# Hi



## Kidd_the_Ki (Feb 2, 2016)

I was hoping someone could help me find out what kind of kitten this is. Thanks!


----------



## catloverami (Jul 5, 2010)

Unless he came with a registration paper from a reputable cat fancy association (e.g. Cat Fanciers' Assoc. or The Internmational Cat Fancy Assoc.), showing the name of his sire and dam and their registration numbers, he is a _Domestic Shorthair_, and his color is brown tabby. If his darker striping is like a tiger's, then it would be Brown Mackeral Tabby, but if it has a rounded bullseye on his sides, he's a Brown Tabby or Brown Classic tabby, and if he has spots on his sides, then he's a Brown Spotted Tabby. The gold eye color is common with this coat color. He is nicely marked with two "necklaces" and the distinctive "M" forehead marking.
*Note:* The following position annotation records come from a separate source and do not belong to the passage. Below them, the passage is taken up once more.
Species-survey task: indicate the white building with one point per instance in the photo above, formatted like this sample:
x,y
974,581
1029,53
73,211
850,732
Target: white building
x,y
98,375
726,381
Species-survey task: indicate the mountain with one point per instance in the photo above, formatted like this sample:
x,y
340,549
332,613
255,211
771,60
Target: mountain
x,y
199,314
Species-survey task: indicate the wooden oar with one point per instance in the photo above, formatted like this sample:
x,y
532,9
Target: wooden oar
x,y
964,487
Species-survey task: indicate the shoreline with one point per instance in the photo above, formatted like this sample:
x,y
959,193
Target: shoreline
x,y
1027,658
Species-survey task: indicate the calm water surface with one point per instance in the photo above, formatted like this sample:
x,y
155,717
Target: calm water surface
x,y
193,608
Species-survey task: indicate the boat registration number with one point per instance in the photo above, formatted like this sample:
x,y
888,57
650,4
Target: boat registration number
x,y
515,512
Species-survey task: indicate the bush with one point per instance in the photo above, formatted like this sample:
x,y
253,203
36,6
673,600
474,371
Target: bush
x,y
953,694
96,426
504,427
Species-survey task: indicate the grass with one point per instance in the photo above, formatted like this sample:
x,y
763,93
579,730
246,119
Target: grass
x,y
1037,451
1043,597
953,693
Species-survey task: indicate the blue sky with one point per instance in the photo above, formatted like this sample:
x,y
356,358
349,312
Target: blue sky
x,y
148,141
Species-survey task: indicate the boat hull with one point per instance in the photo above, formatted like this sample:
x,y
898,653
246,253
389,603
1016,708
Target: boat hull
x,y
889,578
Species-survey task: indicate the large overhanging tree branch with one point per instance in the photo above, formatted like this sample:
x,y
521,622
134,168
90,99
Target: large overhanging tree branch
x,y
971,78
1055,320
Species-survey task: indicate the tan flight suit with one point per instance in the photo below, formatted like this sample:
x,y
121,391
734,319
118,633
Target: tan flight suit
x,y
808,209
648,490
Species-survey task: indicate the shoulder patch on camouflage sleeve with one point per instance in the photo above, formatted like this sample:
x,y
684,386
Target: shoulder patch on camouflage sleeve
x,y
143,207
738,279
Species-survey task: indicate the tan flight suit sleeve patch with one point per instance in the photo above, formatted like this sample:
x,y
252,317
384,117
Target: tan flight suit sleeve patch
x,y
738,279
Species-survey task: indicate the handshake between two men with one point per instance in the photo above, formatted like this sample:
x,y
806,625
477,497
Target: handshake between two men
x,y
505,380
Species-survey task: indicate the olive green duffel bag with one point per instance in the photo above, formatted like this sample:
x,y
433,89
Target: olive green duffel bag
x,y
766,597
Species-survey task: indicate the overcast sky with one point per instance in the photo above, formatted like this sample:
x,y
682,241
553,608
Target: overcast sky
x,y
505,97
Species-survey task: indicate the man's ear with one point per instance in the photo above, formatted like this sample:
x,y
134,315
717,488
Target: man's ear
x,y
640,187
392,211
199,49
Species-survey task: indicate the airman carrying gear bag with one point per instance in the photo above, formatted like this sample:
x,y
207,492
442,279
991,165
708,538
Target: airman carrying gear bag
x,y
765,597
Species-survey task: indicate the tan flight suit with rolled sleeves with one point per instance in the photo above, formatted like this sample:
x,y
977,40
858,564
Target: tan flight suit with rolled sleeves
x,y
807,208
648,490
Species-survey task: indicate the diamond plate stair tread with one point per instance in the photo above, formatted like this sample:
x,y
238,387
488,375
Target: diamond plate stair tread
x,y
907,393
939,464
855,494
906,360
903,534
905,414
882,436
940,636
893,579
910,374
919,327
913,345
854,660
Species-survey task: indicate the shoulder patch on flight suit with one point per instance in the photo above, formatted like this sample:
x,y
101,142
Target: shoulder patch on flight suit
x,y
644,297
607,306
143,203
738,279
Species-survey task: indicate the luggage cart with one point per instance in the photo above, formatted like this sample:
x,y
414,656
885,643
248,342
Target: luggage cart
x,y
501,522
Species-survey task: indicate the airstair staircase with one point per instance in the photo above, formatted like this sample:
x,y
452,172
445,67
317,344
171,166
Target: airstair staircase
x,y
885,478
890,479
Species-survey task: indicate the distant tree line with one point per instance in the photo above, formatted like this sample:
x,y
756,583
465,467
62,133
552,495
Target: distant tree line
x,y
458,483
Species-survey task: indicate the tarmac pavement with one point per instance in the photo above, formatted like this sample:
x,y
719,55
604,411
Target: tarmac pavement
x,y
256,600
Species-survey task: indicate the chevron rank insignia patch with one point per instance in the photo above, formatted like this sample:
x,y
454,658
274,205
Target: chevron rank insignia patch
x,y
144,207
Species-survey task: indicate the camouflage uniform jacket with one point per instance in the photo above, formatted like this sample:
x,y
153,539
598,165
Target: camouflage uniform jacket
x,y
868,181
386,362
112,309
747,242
He has a very sweet facial expression with lovely large expressive eyes.


----------



## DebS (Jun 14, 2015)

He is a very handsome boy! Welcome to the forum!


----------



## trexmommy (Mar 24, 2010)

Oh my gosh! That face! I just want to hug him. Such a great picture of a beautiful tabby cat. Sometimes I think tabby cats gets brushed aside as common but its amazing how each and every tabby cat is different and unique in his or her own way. Those "love me" eyes though, they get me!


----------



## LakotaWolf (Aug 10, 2012)

Domestic shorthairs are sometimes referred to as "moggies" or "mutt cats" :}


----------



## bluemilk (Oct 3, 2005)

I love the mask of stripes!


----------